Possivelmente, essa perspectiva provocou uma compreensão equivocada da Geologia. Segundo Compiani (1990), a base geológica para a leitura da natureza deve considerar outras especificidades, como o desenvolvimento histórico geológico, por exemplo, trabalhando simultaneamente com o presente e o passado, sob o risco de provocar um entendimento limitado dessa ciência.

Assim, mesmo abordando temas como "Geologia Histórica", "Fósseis" e "Eras Geológicas" no livro "História Natural: para a segunda série" (OLIVEIRA, 1953, p. 347), a forma fragmentada e descritiva do conteúdo não permitiria interpretar os

processos antigos à luz dos acontecimentos atuais, em um fundamento denominado de Atualismo, imprescindível para compreender o componente histórico da Geologia.

Um aspecto restritivo desse processo observado nesse livro ilustra bem a situação, quando a história da Terra foi apresentada em um esquema destacando as Eras de forma dissociada da construção da coluna geológica padrão, com a camada mais antiga no topo da coluna (p. 355).

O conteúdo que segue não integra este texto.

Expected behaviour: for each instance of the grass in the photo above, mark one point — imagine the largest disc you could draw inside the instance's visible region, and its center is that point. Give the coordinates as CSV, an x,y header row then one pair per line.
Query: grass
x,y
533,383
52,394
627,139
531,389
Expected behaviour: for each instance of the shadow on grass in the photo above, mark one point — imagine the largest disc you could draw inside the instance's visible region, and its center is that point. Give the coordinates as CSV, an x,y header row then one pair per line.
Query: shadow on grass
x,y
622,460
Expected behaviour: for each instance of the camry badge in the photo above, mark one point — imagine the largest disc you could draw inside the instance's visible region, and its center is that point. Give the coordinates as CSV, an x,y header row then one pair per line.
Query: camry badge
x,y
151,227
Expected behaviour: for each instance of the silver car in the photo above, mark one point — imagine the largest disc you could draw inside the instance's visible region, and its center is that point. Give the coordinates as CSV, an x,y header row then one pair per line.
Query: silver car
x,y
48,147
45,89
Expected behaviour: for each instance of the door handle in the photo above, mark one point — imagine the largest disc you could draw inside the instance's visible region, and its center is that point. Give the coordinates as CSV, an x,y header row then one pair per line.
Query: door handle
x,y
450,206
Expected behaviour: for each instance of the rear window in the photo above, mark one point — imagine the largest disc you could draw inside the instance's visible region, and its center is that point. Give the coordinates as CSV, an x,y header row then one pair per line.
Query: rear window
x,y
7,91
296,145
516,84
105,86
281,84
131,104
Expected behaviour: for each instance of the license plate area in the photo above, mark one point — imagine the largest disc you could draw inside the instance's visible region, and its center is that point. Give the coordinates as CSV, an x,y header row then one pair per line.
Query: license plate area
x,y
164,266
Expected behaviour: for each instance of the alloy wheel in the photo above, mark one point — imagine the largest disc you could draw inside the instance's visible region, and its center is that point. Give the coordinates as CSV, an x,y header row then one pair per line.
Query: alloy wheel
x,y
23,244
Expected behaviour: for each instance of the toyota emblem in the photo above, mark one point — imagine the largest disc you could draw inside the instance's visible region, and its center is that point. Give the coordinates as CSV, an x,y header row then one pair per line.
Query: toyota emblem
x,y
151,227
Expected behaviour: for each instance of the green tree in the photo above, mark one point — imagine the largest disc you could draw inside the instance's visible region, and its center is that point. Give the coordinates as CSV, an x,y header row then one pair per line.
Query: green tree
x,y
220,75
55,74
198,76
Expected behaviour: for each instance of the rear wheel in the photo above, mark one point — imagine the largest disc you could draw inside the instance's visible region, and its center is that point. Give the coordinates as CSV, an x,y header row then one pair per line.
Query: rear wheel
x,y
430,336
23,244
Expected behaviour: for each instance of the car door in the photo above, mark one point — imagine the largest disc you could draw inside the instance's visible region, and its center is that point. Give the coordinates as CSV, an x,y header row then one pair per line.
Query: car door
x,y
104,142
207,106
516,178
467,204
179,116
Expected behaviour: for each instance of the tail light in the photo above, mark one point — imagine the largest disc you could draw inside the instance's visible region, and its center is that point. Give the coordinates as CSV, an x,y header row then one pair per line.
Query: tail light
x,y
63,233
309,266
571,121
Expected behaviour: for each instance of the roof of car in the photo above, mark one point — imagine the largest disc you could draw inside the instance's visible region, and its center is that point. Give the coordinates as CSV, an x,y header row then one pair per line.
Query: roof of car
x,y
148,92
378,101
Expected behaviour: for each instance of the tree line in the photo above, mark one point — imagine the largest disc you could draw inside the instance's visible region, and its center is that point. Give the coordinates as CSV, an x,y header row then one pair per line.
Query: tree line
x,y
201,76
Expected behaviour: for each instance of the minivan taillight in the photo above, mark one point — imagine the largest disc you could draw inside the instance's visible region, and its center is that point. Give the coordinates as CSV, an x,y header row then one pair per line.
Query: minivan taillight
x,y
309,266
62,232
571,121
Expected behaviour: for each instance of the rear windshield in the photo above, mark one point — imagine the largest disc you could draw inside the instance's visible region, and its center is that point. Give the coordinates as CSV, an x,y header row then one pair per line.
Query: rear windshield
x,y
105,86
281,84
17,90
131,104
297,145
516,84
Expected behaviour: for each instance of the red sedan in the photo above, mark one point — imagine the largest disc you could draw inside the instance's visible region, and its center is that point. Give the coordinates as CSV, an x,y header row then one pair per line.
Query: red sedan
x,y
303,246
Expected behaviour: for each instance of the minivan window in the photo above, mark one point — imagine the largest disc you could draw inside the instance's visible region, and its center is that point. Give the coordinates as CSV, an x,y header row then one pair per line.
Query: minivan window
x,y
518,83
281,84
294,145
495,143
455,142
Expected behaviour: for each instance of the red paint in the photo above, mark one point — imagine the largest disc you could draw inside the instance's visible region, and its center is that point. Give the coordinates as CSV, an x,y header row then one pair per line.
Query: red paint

Nessa proposta curricular, o ramo denominado "Biologia" parecia uma amálgama de temas sem uma construção lógica: Seres vivos, Vitaminas e Hormônios, Reprodução, Genética, Ecologia e Evolução (Livro C2 - Apêndice C). Para esse último bloco, o autor destacou "Noções de espécie", "Lamarckismo e Darwinismo", que, apoiados na taxonomia descritiva e na limitada compreensão dos processos históricos geológicos, como visto acima, não eram suficientes para uma compreensão da Sistemática Evolutiva e da Teoria da Evolução.

Essa proposta indicava uma compreensão desatualizada da Ciência de referência, possivelmente provocando uma instabilidade na disciplina escolar na transição entre as décadas de 1950 e 1960.